Komal Nahta from Koimoi gave the film only 0.5 stars out of 5. He mentioned the story as childish, screenplay immature and dialogues commonplace. According to him, the histrionics of the lead pair was dull and ordinary. He only applauded Akansha Shivhare's performance. He wrote that it was a poor film and lacked entertainment.

Zinnia Ray Chaudhuri from Daily News and Analysis also gave only 0.5/5 stars. She wrote that the movie is bad throughout and leaves the audience emotionally scarred. According to her, Jatin has no acting skills. Only Akansha was able to leave an impact. She wrote,"The dialogues and the dialogue delivery, both, are laughable and can be best described as cheesy". She also criticized cinematography and dubbing.

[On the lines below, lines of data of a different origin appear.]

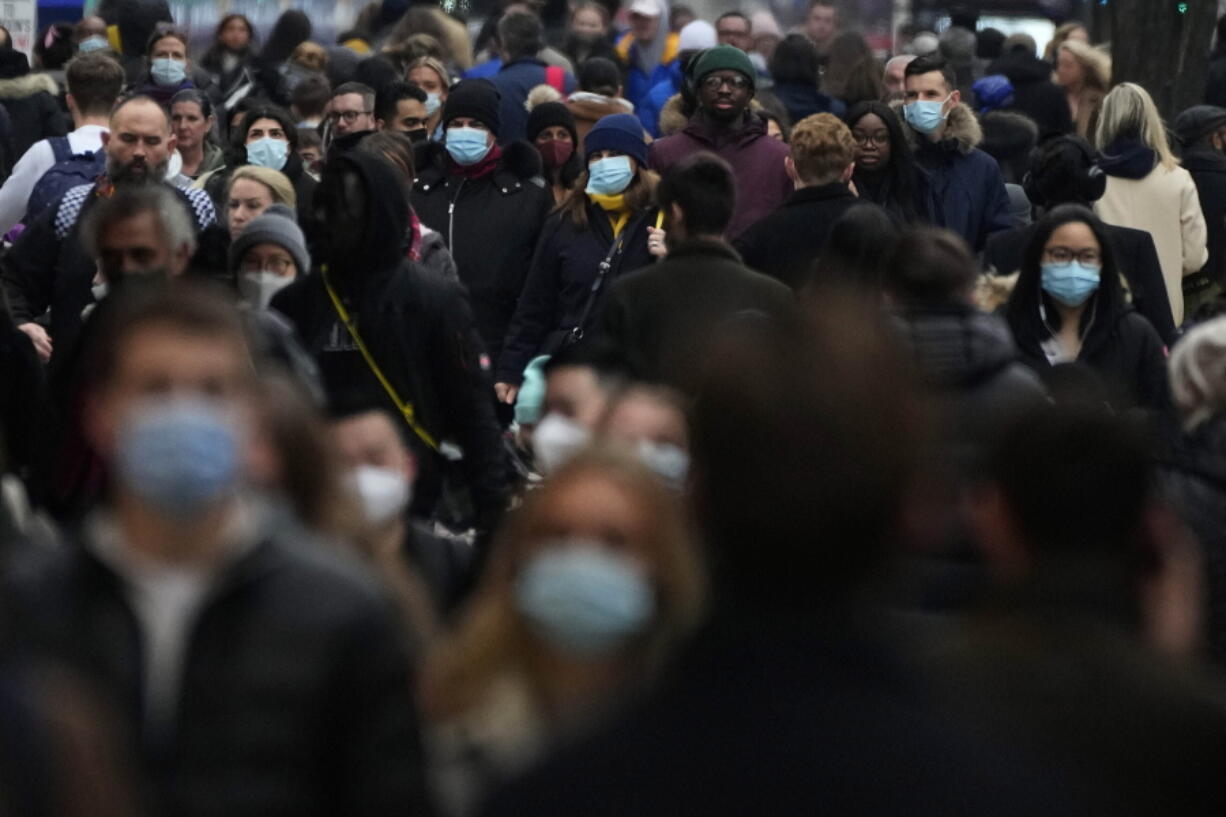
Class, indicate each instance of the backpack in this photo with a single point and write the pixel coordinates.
(70, 169)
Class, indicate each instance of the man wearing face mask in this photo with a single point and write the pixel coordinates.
(185, 606)
(723, 80)
(48, 268)
(381, 474)
(383, 326)
(965, 180)
(488, 201)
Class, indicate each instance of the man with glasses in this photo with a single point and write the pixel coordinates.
(353, 109)
(725, 82)
(785, 243)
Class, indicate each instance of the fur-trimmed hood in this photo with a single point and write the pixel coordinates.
(27, 86)
(520, 160)
(961, 129)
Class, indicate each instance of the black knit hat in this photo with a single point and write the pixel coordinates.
(551, 114)
(476, 99)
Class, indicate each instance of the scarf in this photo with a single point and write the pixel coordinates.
(614, 207)
(478, 171)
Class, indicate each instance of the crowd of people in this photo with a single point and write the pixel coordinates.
(613, 412)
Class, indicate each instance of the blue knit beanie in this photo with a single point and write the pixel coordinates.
(620, 133)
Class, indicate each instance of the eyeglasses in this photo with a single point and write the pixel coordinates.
(882, 138)
(276, 265)
(350, 117)
(716, 82)
(1066, 255)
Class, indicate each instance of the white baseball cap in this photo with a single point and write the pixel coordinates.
(646, 7)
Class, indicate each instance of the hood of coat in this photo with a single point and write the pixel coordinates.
(27, 86)
(956, 345)
(1008, 135)
(584, 104)
(386, 214)
(520, 160)
(963, 130)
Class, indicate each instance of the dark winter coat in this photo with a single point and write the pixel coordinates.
(1124, 351)
(514, 81)
(419, 330)
(564, 270)
(1034, 93)
(802, 99)
(965, 180)
(293, 693)
(665, 319)
(786, 243)
(1135, 256)
(757, 160)
(1208, 169)
(492, 227)
(1194, 481)
(969, 361)
(48, 266)
(32, 106)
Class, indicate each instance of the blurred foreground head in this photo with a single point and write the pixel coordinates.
(803, 442)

Prateeksha Khot from BOLLYSPICE gave only 0.5/5 stars. She wrote,"The acting is amateurish, cinematography by M.A. Shaikh is grainy and sloppy, Rajesh Kanchi’s editing is so-so and choreography by Tejas Dattani, Reshma Khan, Sagar-Bape and Rajiv are strictly average." According to her, the script is silly, music decent and dialogues are just ordinary. She praised Akansha in her minuscule role and mentioned Pummy's portrayal of a loving mother outstanding.

Mansha Rastogi from Nowrunning.com gave only 0.5/5 stars. She wrote,"Having a half-cooked plot replete with non-actors and no graph whatsoever, Rakesh turns YSP from a bad to a worse and intolerable product." She heavily criticized the performance of the lead actor and other side actors. According to her, even in the shooting style and the narrative, there appears no aesthetics. She also condemned the music and background score.

Rohit Vats from ibnlive also had apprehensions and he was not impressed with the basic plot line and acting performances. Even the album seemed to be a half-hearted effort.